There are a few individual sporting titles that require an almost unfathomable sense of bravado and swagger, a willful rejection of humility and full embrace of manifest destiny. One is the heavy weight champion of the world, where the winner must embrace the idea that he is the single baddest person on the planet and could basically beat everyone else up if need be. The second is the 100-meter dash champion – the fastest person in the world, whether it be in the men’s or women’s division. It takes a fair amount of, shall we say chutzpa, to think you can line up and run faster than everyone else. And I know there’s plenty of glamour races in track – say, the mile. But it’s not who can run across town the fastest. It’s who can get across the field before anyone else.

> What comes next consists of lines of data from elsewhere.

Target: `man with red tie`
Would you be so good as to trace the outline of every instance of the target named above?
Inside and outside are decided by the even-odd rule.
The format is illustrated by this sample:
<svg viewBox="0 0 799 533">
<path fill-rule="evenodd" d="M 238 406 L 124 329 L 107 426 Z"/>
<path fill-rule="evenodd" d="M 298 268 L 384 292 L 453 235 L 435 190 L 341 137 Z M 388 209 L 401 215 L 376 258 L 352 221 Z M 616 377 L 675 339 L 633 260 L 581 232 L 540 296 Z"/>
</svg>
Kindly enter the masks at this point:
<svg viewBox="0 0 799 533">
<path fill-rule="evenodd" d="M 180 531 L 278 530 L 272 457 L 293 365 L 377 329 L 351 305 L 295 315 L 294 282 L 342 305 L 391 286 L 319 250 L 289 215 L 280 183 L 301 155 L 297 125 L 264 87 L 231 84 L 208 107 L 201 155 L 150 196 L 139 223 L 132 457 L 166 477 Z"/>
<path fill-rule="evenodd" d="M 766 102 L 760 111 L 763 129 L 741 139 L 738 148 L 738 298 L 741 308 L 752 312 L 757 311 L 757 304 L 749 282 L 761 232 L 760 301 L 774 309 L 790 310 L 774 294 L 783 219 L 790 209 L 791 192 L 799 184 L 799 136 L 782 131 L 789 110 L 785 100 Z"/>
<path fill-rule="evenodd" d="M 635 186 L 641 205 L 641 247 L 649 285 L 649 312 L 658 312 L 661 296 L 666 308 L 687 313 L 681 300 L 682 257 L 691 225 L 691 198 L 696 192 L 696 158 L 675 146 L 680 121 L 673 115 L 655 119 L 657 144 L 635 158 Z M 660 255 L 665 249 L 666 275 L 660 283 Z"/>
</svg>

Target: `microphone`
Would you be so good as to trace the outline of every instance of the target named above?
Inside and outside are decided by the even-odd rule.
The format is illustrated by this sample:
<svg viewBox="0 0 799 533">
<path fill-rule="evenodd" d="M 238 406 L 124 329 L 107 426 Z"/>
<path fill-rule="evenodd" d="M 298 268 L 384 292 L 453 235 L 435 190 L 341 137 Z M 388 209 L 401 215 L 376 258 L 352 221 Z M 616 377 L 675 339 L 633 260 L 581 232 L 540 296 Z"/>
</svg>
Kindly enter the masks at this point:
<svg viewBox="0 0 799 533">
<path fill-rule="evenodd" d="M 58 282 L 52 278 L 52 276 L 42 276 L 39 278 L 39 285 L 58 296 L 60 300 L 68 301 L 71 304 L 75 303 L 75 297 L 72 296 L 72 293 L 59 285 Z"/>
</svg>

That title, or titles, have been awarded at this year’s World Track and Field Championships, and both the men’s and women’s crowns have gone to Americans that carry equal part swagger and chip on the championship shoulders. On the men’s side, Noah Lyles won the 100 after years of 200-meter dominance, including world titles in 2019 and 2022. And his performance was as flamboyant as it was exhilarating, including choreographed celebrations by his family after the title and quite a bit of showboating during each heat. And after he won, he made sure to remind everyone that no one thought he could win – even though a whole bunch of experts actually predicted he would win. That’s part of the psychology of world class sprinters, and really world champions across a bunch of sports – make it you against the world. Set up a bogeyman to race against beyond the other seven athletes in your heat. Which is part of the beauty of the 100-meter dash. It’s not simply that you have the physical ability to win the race – because honestly, a lot of people do. It's that you’ve manufactured the psychological condition to believe you can and should. That’s the swagger of the world’s fastest man, a far cry from the self-doubt that often inflicts athletes in longer and less instinctive events.
The women’s champion, American Sha’Carri Richardson, had an even greater axe to grind, routed in her ban from the Tokyo Olympic games after testing positive for marijuana a month before. And then missing the World Championship team in 2022 with a poor showing in the national championships. All that, along with her outspoken personality, made her one of the more polarizing athletes heading into the games, one who openly proclaimed that she wasn’t back, she’s better. She proved that in winning the 100-meter World Title in a gaudy 10.65 and beating likely favorite Shericka Jackson of Jamaica. Her story has more ups and downs than a season of The Bachelor, and it also necessitated an intense amount of self-belief in the face of a strong head wind of ugly critique, including a social media backlash after her 2021 suspension.
Both of these athletes and their accomplishments remind us of a few things. First, it’s a reminder that when it comes to world class sprinting, America still reigns supreme. We may have lost a stranglehold on a bunch of global sports, including most recently women’s soccer, but no one can claim to be faster from point A to B than the US – Jamaica included. Second, sports like track sprinting may seem purely physical, from innate speed to reaction time to muscle composition and on and on. Things that can be trained and harnessed but are also born. And as much as nature and nurture are hand and hand in this quest, this sport is as much mental and psychological as anything else. Perhaps the single greatest similarity between Lyles and Richardson aren’t their physical gifts. It’s their believe that against unimaginable odds, they would succeed. That takes a strength that’s nearly as rare as speed itself, and why 100-meter champions are as rare breed.
And finally, their wins remind us that there is nothing better than a comeback story – even if Lyles had never really left. Watching an athlete win title after title – let’s say Roger Federer – is great. But watching someone win after being left for irrelevant? That’s the stuff of movies, and why we all want to believe that Michael Jordan was in fact cut from his high school basketball team, which didn’t really happen.
For now, it’s Noah Lyles and Sha’Carri Richardson’s world. And of course, they knew it all along.